A $unit$ is an element $a\in R|ab=1$ where as $b\in R$. Where $b$ is known as the multiplicative inverse of $a$.
Is my argument reasonable enough? And if there is/are any other possible argument, It would be really helpful to know.
On
Probably this exercise is a warmup for the proof that $\,\Bbb Q[\sqrt{2}]\,$ is a field. The key idea is simple: to invert $\,w = 1+\sqrt{2}\,$ simply rationalize the denominator of $\,\dfrac{1}{1+\sqrt 2},\,$ i.e. multiply the numerator and denominator by the conjugate $\,w' = 1-\sqrt{2}\,$ to force the denominator to be rational $\,ww' = r.\,$ Being a nonzero rational, $\,r\,$ is invertible, which yields the sought inverse $\, \dfrac{1}w = \dfrac{w'}{ww'}= r^{-1} w'$
Thus, by taking norms $\,w\to ww',$ this method transforms the problem of inverting a quadratic irrational to the simpler problem of inverting a rational. Since the same method works for any irrational $\,w = a + b\sqrt{2} \in \Bbb Q[\sqrt{2}]\,$ we infer that $\Bbb Q[\sqrt{2}]$ is a field. Note that in this general proof it is crucial to show that the denominator $\,ww'= a^2-2b^2 \ne 0.\,$ But if it $=0\,$ then $\, 2 = (a/b)^2\Rightarrow\!\Leftarrow$
As noted in the comments, you have a field, so all non-zero elements are units.
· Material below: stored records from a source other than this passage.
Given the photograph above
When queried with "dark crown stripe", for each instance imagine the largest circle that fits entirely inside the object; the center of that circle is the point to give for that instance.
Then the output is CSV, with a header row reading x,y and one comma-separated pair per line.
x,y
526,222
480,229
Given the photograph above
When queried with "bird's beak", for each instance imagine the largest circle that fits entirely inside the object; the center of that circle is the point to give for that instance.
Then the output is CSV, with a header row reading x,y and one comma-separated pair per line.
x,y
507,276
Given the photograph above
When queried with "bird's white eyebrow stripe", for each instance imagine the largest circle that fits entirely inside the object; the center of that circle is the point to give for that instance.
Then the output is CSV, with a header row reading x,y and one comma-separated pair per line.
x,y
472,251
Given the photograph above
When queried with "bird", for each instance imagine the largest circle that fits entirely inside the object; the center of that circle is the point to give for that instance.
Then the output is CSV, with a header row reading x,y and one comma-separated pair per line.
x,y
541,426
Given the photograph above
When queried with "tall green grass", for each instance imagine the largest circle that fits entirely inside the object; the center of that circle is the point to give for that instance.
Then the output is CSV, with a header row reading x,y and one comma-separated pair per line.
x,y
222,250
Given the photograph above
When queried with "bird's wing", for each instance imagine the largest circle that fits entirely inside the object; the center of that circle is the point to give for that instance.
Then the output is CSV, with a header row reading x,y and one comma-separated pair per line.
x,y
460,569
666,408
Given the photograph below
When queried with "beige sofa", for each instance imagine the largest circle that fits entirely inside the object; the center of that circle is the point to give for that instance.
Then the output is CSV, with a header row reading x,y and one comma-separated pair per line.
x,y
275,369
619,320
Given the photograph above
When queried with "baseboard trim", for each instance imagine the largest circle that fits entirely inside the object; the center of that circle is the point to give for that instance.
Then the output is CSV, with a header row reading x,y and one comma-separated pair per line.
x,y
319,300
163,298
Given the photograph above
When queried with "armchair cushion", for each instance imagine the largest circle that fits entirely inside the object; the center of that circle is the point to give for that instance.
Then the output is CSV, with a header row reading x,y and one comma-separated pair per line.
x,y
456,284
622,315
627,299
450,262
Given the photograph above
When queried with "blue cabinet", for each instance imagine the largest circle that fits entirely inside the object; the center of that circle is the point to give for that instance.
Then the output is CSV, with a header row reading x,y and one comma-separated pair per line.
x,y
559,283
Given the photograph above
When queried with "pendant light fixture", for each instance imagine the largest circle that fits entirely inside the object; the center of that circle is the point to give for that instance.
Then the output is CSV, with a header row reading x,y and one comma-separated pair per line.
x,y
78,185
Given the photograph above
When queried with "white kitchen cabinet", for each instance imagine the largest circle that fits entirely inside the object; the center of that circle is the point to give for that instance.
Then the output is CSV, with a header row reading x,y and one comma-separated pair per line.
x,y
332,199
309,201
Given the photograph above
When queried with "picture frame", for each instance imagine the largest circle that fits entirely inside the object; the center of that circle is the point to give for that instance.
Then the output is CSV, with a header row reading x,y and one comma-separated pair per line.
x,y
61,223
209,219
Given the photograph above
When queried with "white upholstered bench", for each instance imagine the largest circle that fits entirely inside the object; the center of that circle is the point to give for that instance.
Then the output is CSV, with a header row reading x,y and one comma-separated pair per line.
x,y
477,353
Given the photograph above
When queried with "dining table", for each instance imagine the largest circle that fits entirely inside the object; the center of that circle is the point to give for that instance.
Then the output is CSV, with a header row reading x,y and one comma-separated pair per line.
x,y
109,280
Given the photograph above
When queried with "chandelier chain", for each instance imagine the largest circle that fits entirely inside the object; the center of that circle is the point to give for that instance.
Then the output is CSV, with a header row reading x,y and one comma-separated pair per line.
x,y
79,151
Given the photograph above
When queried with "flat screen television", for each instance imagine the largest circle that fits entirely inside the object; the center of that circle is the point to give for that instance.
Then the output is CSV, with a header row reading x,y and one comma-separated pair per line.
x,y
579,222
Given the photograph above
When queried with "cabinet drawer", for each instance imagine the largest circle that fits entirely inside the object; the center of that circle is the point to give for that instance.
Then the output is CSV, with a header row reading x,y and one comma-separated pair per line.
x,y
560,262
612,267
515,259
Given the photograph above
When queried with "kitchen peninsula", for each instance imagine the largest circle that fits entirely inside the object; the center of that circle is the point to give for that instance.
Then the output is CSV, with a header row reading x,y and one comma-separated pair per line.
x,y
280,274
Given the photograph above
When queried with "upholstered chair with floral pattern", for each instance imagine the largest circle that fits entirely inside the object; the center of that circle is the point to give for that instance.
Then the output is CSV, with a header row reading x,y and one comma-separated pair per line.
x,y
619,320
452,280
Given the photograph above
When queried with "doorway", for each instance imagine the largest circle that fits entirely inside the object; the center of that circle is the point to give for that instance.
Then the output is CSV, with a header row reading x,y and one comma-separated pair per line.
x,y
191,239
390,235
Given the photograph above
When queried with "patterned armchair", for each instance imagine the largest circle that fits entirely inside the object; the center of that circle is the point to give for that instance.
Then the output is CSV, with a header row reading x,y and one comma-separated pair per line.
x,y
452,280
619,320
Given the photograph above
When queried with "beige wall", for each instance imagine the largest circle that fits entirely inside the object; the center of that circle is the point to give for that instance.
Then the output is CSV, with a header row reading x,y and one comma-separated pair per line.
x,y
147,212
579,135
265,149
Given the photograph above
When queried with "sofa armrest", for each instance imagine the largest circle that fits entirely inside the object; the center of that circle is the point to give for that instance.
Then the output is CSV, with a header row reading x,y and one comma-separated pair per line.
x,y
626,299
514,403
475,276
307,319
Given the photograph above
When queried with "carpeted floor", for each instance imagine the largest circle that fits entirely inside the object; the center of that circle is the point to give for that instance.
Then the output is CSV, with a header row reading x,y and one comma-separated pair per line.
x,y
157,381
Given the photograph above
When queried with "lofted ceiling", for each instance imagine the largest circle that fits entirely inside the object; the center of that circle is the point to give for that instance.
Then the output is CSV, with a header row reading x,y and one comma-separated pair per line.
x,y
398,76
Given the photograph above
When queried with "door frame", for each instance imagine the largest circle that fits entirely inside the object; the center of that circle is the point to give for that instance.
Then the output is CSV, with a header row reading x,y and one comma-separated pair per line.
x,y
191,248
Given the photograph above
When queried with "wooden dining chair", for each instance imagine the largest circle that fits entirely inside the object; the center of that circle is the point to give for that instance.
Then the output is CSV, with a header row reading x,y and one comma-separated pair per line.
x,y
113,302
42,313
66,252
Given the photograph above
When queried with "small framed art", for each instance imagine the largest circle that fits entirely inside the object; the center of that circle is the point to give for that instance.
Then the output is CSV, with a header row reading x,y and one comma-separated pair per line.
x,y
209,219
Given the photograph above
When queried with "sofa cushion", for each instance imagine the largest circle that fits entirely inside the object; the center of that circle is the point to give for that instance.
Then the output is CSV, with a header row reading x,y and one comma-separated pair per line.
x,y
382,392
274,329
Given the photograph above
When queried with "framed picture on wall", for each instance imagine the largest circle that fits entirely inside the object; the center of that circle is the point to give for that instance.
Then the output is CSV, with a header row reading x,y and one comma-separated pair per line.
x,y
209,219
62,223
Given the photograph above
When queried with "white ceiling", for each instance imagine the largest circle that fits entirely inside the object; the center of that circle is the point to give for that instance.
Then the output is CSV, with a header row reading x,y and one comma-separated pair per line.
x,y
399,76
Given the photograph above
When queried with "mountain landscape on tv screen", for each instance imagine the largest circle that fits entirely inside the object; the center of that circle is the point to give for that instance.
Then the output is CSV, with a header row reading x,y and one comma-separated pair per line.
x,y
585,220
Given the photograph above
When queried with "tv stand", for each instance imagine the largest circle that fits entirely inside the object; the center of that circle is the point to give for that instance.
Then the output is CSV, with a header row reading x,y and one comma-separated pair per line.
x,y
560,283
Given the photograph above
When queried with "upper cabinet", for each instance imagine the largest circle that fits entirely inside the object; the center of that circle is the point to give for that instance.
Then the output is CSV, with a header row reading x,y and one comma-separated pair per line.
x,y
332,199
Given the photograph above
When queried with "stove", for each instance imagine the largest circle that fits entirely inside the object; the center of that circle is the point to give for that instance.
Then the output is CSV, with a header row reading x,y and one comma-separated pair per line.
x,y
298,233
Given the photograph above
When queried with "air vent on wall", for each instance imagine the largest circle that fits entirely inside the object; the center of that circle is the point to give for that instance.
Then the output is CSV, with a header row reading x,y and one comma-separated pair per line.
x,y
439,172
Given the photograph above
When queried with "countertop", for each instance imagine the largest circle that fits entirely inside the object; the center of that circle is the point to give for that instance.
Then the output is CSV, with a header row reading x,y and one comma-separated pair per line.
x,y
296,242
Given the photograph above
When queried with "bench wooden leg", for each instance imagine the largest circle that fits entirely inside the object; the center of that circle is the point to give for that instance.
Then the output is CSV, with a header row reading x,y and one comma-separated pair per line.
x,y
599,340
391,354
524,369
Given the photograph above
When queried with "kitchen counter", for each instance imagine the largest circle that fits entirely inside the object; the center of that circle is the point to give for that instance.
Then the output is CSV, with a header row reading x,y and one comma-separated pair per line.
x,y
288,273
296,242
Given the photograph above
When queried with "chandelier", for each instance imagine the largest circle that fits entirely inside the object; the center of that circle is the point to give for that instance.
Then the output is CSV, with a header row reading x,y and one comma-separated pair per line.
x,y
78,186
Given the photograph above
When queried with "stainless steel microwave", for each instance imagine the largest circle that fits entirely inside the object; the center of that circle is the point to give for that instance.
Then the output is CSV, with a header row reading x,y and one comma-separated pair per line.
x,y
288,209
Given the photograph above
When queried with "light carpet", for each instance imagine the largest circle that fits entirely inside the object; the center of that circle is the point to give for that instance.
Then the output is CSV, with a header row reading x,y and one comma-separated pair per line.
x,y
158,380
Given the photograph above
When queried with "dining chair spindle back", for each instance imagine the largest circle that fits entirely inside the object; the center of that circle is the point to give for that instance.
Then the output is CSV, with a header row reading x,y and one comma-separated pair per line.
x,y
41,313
But since you asked: to show that $1+\sqrt{2}$ is a unit, you just have to find an element $b$ such that $(1+\sqrt{2})b = 1$. And you can do $$ (1 + \sqrt{2})(-1+\sqrt{2}) = -1 - \sqrt{2} + \sqrt{2} + 2 = 1. $$ And that is it. You don't have to say anything else. It just has to be clear that the $b$ is indeed an element of $\mathbb{Q}[\sqrt{2}]$. And since $\mathbb{Q}[\sqrt{2}] = \{a + b\sqrt{2}: a,b\in \mathbb{Q}\}$, it is very clear that $-1 + \sqrt{2} \in \mathbb{Q}[\sqrt{2}]$.